I am pretty sure he just licked my hand while trying to sing goo goo dolls iris to me. Get me out of this state.
The men handing out bibles on the quad are blatantly skipping me... am i that obvious
No matter how fun it seemed the night before you will always regret taking those pictures, you will always regret eating as much as you did, but you will never regret the great lengths you had to got to get those bruises.
My coke dealer called me at midnight just to ask how to spell a word. Not sure how I should feel about that.
i have a surprise for you that looks bigger since I found my body hair trimmer
I know it's not standard practice to meet the couple you donate to, but i'm curious as to what kind of people saw my picture and said, we want that girl's eggs
She's trying to feed the TV fried rice and screaming "FRIED RICE AND TEARS". Please bring me more booze.
The highlight of your blackout was when you drunk showered with the garden hose and emailed your boss your vacation requests for the next year.
I woke him up with a blow job and he started sing "oh the USAAAA. IT'S GOING TO BE S BEAUTIFUL DAYYYYY"
you were telling us about the time you had sex in an alley and he stopped, looked up and said 'it was a cul-de-sac' and went right back to what he was doing.
After hearing her fall down in the shower for the third time, I decided to go check on her.

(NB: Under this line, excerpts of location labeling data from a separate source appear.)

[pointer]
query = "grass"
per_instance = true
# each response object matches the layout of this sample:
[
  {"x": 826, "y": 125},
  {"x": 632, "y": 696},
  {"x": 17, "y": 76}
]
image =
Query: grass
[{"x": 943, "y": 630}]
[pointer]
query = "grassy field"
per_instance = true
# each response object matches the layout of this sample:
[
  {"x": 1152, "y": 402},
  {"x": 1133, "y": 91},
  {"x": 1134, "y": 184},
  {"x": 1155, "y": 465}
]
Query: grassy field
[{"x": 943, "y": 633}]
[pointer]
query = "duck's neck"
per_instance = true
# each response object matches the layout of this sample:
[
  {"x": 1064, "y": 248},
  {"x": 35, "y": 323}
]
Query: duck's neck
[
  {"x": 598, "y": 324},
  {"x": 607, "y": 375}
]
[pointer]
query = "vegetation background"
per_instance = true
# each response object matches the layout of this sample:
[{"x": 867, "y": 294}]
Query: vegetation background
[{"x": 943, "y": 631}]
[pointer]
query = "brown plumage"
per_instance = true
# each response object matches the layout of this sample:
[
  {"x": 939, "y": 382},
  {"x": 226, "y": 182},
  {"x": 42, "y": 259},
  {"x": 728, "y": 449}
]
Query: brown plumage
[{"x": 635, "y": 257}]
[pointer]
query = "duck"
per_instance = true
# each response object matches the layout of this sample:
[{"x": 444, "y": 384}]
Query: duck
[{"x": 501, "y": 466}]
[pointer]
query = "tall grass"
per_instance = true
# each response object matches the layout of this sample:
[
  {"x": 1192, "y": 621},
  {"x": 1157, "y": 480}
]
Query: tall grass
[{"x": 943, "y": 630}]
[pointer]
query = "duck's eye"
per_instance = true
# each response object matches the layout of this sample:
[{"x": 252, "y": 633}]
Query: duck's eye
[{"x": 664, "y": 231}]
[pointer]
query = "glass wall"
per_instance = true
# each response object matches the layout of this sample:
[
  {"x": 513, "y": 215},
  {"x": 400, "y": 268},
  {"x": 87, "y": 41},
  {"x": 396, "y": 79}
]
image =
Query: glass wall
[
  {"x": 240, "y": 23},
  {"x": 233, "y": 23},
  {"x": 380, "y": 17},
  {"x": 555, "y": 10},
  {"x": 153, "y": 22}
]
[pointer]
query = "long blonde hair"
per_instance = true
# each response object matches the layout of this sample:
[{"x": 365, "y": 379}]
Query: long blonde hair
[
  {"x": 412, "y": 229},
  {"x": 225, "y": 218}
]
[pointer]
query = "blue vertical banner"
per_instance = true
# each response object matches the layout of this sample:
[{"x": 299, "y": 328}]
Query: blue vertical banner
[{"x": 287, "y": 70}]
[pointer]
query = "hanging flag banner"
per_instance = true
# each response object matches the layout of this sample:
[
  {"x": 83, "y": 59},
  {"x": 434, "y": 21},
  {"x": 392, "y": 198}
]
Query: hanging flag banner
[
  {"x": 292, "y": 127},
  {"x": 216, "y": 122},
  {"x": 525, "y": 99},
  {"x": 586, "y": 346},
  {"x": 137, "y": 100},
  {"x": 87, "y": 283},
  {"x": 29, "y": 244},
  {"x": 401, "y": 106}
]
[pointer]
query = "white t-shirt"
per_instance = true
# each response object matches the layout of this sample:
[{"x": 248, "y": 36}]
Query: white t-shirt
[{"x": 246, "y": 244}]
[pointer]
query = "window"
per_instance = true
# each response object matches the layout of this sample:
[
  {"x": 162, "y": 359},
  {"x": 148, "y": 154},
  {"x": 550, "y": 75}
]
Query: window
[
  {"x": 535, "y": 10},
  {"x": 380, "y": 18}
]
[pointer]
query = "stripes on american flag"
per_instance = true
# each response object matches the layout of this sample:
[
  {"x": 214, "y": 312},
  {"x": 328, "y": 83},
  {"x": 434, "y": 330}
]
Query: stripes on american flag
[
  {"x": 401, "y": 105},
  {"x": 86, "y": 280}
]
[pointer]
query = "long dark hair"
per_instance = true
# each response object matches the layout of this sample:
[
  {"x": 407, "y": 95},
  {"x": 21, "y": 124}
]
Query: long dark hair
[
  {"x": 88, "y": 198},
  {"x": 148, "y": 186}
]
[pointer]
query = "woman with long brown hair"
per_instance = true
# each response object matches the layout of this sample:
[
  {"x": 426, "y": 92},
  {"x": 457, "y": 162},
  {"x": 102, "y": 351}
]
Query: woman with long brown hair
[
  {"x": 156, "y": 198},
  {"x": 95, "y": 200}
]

As I read your response saying I need a tan before I can become a go-go dancer, a girl cane up to work and gave me 10 coupons for 100 days of tanning for a dollar.
This is fate. You were destined to be a stripper.
You very well can't change your mind now. It would upset the natural flow of life.
I made it crystal clear I'm only upset because he's not anywhere fit to be a father of my unborn zygote
I should stop using "Braveheart would do it" as a basis for decision making...
We've been here for 9 days, so of course I am high at my in-laws' house.